Breaking News

Pengawasan Investasi Muaro Jambi Dirombak: Akhiri Tumpang Tindih, Kejar Kepastian


JB,SENGETI - Pemerintah Kabupaten Muaro Jambi akhirnya mengakui satu hal yang selama ini dikeluhkan pelaku usaha: pengawasan investasi yang semrawut. Praktik lama yang parsial dan sektoral dinilai bukan hanya tidak efisien, tetapi juga menciptakan ketidakpastian yang merugikan iklim investasi.


Kini, lewat pembentukan Tim Koordinasi Pengawasan Penanaman Modal, pemerintah daerah mencoba membenahi akar persoalan tersebut. Targetnya jelas—mengakhiri inspeksi berulang dari berbagai instansi yang selama ini membebani pelaku usaha.
Kepala Dinas Penanaman Modal dan Pelayanan Terpadu Satu Pintu

(DPMPTSP) Muaro Jambi, Alias, secara terbuka menyebut sistem lama sebagai masalah. Pengawasan yang berjalan sendiri-sendiri membuat perusahaan bisa diperiksa berkali-kali tanpa koordinasi.
Situasi ini bukan sekadar soal birokrasi berlapis. Lebih dari itu, kondisi tersebut menciptakan ketidakpastian yang berpotensi menghambat laju investasi—sektor yang justru menjadi andalan pertumbuhan ekonomi daerah.

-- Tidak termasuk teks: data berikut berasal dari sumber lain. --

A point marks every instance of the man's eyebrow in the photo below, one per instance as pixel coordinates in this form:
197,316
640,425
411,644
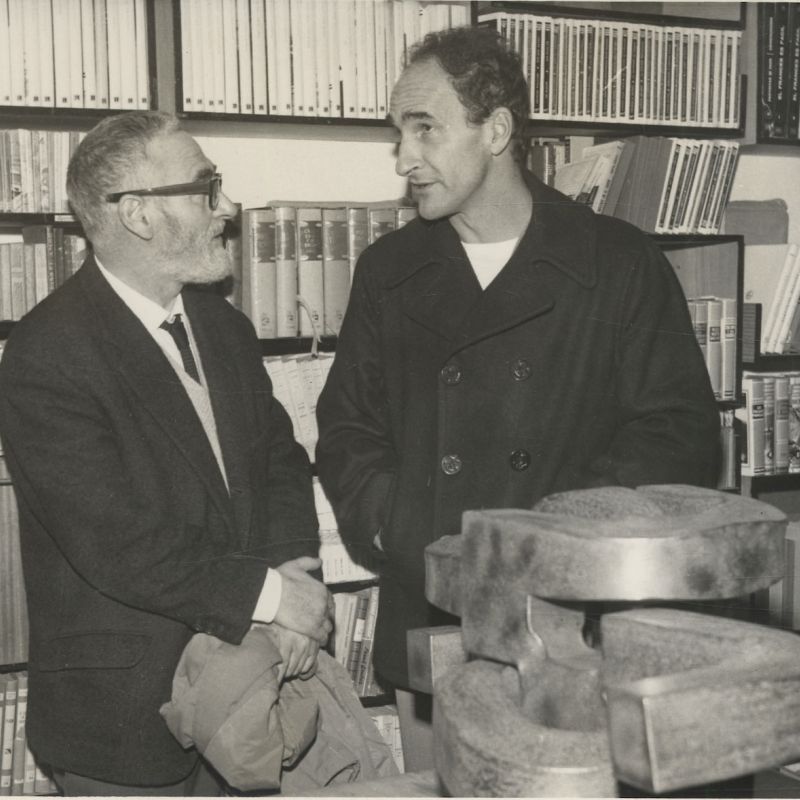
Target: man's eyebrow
408,116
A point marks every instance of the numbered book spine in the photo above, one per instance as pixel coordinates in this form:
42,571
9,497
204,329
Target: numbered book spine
286,270
309,271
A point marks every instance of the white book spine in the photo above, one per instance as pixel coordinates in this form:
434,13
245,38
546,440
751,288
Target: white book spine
142,65
243,50
101,53
88,57
230,56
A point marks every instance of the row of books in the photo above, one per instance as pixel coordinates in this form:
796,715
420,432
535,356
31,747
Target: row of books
714,320
297,261
779,71
31,269
613,71
33,169
13,608
772,278
353,632
771,417
19,773
307,58
338,565
660,184
74,54
388,723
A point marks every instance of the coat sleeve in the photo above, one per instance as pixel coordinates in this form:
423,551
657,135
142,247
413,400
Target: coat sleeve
667,420
356,458
114,521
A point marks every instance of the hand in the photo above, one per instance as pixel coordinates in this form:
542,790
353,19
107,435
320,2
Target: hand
298,652
306,605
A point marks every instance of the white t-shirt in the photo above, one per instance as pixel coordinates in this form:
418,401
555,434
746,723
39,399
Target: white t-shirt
489,258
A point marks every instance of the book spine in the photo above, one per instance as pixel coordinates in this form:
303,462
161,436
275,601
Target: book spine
336,269
729,337
780,447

Reformasi ini juga tidak berdiri sendiri. Pemerintah daerah merujuk pada implementasi Peraturan Pemerintah Nomor 28 Tahun 2025 tentang perizinan berbasis risiko, yang mengandalkan sistem digital Online Single Submission (OSS). Semua proses pengawasan kini dituntut transparan dan terdokumentasi.
Namun, digitalisasi bukan obat mujarab. Tanpa koordinasi di lapangan, sistem secanggih apa pun berisiko kembali terjebak dalam praktik lama. Di sinilah peran tim koordinasi diuji—bukan hanya sebagai pengawas, tetapi juga problem solver bagi pelaku usaha.

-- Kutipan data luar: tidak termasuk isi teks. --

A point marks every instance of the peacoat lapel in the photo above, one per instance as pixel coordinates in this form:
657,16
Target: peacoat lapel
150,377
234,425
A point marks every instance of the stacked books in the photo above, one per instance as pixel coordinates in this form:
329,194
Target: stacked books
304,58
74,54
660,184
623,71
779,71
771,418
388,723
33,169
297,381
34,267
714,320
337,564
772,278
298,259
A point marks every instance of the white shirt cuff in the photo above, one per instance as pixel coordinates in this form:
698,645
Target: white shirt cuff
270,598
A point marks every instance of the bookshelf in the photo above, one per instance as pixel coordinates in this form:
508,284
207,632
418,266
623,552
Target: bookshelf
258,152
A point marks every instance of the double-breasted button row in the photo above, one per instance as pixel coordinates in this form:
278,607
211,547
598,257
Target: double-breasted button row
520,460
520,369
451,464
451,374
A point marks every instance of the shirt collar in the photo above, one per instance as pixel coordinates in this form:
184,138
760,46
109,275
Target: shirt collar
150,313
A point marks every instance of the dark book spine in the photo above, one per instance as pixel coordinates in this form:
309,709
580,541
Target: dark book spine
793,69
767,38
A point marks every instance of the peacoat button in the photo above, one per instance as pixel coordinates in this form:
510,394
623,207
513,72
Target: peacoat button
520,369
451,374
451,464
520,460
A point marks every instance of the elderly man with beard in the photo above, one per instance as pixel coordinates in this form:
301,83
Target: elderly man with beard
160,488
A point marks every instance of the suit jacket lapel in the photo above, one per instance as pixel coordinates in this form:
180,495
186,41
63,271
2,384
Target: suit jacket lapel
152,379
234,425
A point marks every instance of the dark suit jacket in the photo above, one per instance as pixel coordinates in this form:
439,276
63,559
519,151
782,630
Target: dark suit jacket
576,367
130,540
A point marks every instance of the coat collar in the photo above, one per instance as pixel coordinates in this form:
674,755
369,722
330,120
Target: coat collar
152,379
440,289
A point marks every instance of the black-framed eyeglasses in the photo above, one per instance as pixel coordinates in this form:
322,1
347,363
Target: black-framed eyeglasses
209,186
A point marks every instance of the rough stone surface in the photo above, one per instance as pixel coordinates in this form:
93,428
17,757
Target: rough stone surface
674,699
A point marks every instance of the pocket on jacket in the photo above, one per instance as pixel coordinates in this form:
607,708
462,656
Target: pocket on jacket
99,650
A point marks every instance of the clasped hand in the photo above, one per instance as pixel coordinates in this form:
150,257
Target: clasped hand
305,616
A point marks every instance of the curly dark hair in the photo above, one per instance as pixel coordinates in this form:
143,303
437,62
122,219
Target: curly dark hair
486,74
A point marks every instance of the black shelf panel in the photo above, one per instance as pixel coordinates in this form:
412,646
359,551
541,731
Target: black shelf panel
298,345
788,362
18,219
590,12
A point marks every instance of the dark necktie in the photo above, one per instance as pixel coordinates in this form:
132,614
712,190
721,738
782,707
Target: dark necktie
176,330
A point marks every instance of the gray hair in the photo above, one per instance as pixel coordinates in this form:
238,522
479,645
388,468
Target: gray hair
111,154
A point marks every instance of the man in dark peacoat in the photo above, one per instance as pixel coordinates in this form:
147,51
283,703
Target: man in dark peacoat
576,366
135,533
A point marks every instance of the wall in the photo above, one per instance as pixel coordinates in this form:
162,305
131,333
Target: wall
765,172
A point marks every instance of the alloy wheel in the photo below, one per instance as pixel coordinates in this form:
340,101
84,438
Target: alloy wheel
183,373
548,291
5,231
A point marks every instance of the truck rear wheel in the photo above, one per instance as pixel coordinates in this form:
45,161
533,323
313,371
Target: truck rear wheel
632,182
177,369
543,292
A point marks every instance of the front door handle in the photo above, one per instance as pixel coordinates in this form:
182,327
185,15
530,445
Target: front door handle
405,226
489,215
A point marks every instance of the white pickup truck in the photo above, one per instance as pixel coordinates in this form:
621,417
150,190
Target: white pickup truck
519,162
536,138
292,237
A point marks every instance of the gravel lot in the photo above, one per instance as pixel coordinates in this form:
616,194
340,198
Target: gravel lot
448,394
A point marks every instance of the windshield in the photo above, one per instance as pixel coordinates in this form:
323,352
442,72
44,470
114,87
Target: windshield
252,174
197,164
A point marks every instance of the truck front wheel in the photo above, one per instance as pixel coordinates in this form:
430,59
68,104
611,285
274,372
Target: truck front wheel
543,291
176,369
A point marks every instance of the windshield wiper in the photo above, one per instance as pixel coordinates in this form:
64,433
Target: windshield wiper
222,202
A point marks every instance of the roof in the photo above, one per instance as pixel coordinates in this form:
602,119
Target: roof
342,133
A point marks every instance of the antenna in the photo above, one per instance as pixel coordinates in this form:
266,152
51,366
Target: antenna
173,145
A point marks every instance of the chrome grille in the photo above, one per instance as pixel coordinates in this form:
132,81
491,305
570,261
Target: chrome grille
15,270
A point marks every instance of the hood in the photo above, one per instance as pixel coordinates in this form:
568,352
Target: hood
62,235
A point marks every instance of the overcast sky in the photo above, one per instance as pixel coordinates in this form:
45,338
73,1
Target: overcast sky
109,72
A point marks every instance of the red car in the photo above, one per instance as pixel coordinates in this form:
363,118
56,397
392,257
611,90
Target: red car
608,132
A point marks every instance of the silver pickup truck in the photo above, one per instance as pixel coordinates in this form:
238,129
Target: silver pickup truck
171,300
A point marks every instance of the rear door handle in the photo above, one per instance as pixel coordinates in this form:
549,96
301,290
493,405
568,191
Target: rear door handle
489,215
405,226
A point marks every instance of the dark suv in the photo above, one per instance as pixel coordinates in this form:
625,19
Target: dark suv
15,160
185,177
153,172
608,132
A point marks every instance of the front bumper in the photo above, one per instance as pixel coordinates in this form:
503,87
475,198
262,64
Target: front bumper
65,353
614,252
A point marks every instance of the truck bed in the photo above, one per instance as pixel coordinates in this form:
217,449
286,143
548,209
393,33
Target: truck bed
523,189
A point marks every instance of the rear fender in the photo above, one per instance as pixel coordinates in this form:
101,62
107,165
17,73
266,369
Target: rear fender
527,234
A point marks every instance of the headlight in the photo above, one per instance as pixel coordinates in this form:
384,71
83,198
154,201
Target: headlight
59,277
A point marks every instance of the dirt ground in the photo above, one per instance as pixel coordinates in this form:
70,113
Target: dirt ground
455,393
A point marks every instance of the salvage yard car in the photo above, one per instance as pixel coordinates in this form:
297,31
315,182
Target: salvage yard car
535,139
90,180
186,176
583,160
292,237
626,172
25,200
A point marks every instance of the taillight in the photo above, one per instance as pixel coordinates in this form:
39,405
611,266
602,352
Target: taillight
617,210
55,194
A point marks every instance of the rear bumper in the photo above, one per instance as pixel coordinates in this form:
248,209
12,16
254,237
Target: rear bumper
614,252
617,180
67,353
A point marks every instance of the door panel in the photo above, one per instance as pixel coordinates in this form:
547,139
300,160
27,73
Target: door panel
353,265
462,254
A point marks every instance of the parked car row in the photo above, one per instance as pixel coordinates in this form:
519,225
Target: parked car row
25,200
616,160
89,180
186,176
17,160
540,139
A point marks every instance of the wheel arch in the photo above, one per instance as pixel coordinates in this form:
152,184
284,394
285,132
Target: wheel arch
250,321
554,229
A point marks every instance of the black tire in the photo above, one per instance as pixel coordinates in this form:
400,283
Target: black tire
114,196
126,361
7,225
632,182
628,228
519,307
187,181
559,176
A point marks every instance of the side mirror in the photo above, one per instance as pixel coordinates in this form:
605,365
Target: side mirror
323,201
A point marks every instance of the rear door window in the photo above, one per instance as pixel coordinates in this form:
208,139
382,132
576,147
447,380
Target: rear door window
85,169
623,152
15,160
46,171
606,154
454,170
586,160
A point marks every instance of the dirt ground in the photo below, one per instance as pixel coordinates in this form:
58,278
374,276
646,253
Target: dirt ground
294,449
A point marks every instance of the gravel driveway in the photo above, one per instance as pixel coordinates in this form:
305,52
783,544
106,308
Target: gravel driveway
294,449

Data pemerintah menunjukkan, sepanjang 2024 terdapat 117 perusahaan yang beroperasi di Muaro Jambi. Angka ini diprediksi meningkat pada 2025. Pertumbuhan tersebut menjadi sinyal positif, sekaligus peringatan: tanpa pengawasan yang rapi, potensi ekonomi bisa berubah menjadi sumber persoalan baru.


Di sisi lain, pemerintah juga mengukuhkan Forum Tanggung Jawab Sosial dan Lingkungan Dunia Usaha (TJSLDU) periode 2025–2028 sebagai wadah kolaborasi. Langkah ini menegaskan bahwa pembangunan tidak bisa hanya ditopang pemerintah, tetapi juga membutuhkan keterlibatan aktif dunia usaha.


Meski begitu, tantangan utama tetap sama: konsistensi. Pembentukan tim dan forum kerap berakhir sebatas formalitas jika tidak diikuti eksekusi yang disiplin dan terukur.


Reformasi pengawasan ini pada akhirnya akan diuji oleh satu hal sederhana—apakah pelaku usaha masih diperiksa berulang kali, atau justru mulai merasakan kepastian.


Jika yang kedua terjadi, Muaro Jambi punya peluang memperkuat daya tarik investasinya. Jika tidak, perubahan ini hanya akan menjadi catatan administratif tanpa dampak nyata.